The message that the devs would no longer work on BB left many in wonder: How good BB might have become? While not an easy message, I think they made the right decision. The game was not on a path to become great. It was better to start over and work on a title where (hopefully) all elements work together. So why? The first demo of BB contained a few single battle scenarios. These were excellent with beautiful head-figures, tension, last man stands, general routs and meaningful weapon and armor choices. All was in the demo, before they made the campaign, a sandbox to create continuity between battles. Most problems of the campaign can be fixed with additional content and minor changes.
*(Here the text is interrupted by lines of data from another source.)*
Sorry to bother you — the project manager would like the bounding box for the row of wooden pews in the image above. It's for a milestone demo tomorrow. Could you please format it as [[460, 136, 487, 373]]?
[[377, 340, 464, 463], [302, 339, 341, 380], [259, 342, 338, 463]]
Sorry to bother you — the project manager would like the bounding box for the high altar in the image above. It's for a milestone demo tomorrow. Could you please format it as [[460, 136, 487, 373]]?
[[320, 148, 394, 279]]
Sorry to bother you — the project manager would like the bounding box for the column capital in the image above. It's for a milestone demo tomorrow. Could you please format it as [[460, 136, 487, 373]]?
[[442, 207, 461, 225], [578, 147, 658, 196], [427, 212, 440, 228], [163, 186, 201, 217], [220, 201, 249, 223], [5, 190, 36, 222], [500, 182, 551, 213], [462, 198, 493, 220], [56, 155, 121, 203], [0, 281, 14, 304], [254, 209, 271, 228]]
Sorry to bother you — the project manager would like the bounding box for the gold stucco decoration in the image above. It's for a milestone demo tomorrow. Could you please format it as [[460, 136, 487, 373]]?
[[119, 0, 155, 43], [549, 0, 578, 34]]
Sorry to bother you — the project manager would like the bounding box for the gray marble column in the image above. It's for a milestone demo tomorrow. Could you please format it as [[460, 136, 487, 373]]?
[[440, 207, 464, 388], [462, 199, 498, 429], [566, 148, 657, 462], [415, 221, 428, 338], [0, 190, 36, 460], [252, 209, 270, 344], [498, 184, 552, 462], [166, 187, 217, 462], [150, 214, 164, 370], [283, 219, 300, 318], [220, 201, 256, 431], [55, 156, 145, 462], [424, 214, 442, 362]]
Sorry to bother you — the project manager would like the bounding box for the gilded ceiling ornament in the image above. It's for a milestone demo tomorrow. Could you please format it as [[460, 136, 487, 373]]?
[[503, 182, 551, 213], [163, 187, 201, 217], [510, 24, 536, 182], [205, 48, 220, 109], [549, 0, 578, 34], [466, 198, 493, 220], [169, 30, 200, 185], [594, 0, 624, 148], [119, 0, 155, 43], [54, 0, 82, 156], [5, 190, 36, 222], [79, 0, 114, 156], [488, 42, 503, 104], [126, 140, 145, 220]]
Examples are meaningless walking in an empty world, text-based events with a mere yes/no option that can leave your best archer with one eye, and a tedious grind for gold. However, the biggest problem is that tactical battles simply don’t work with a campaign. An overconfidently picked 3-skull contract puts you in a fun and tense battle, and with many useless and dead men. It takes half a day (real world time) of 1-skull contracts and boring pushover battles to make up for some of the losses. The devs call this, in one of the tips: Losing is fun! The battle was fun, yes, but the recovery afterwards feels more like a campaign reset. The risk of some contracts is not worth it, is another tip. I’m running from fights that might be won, but likely at severe cost. Where is the fun in that? I hope that the devs stopped investing in BB for this reason, only. Focus on their next game to make it more than the sum of its parts. BB’s demo was a straight 4.5 out of 5 for me. Unfortunately, the campaign brings it down to a lousy 3 stars :(. Imaging how BB would be if, instead of a campaign, they made 100 very unique scenarios? Various setups, troop compositions, equipment layouts, battles focusing on mechanics such as morale, aiming for the head, shield walls, etc. That would have been great!

Another World is a puzzle platform game that you can complete in an evening sit. There is little gameplay, and lots of quick deaths + restarts. The strength of the game is in the story. From the onset to the very end, Another World breaths a surprising story of some strange world. You don’t understand, you don’t need to understand. It’s the experience that counts. Today, the story is less strong, due to rather dated gameplay that tells the story.

The premise of Reus is nice. You build a small world using a few incarnated earth avatars, or reuzen, or giants (in English). You indirectly influence the human population by given soil, plants, and animals life. As you progress the humans build civilizations and may become greedy. The simple element of fertilizing the soil and see things grow reminds me of a very old education simulator. You managed a mountain slope by growing crops by clearing forests. Cutting too many trees lead to flooding. It was a game intended to taught you about eco systems and the delicate balance between nature and civilization. I think that Reus started, similarly, as a school biology project. As the project grew, the devs realized that they could sell the game by adding achievements. This is where things went horribly wrong. Maybe too many students worked on the project? Feeling pride over game mechanics without asking if they all worked together? Who knows, but my experience with Reus is this: You run giants around the globe, waiting for (unnecessary) downtime of skills, in order to meet requirements set by demanding humans. If you satisfy them too much they will start killing their neighbors and/or your giants. The last is really annoying and doesn’t add anything except the need to destroy their settlements. You grind the game over and over again to gain achievements. Each unlocks a new plant, animal, or whatever. In each game you grind a little further, without consistency, such as unlocking a new fish with a desert achievement. The evolutionary “tech tree” is terrible. The game doesn't tell how to get tomatoes, what they will provide, what symbiosis they have and if they are needed for Papaya’s? There is an in-game link to a web-wiki, where you find complicated tech trees that don’t make sense. To top it off, evolution start by using giant aspects. Why does the ocean giant need desert marks (ambassadors) to improve its growth-aspect? A deliberately attempt to troll?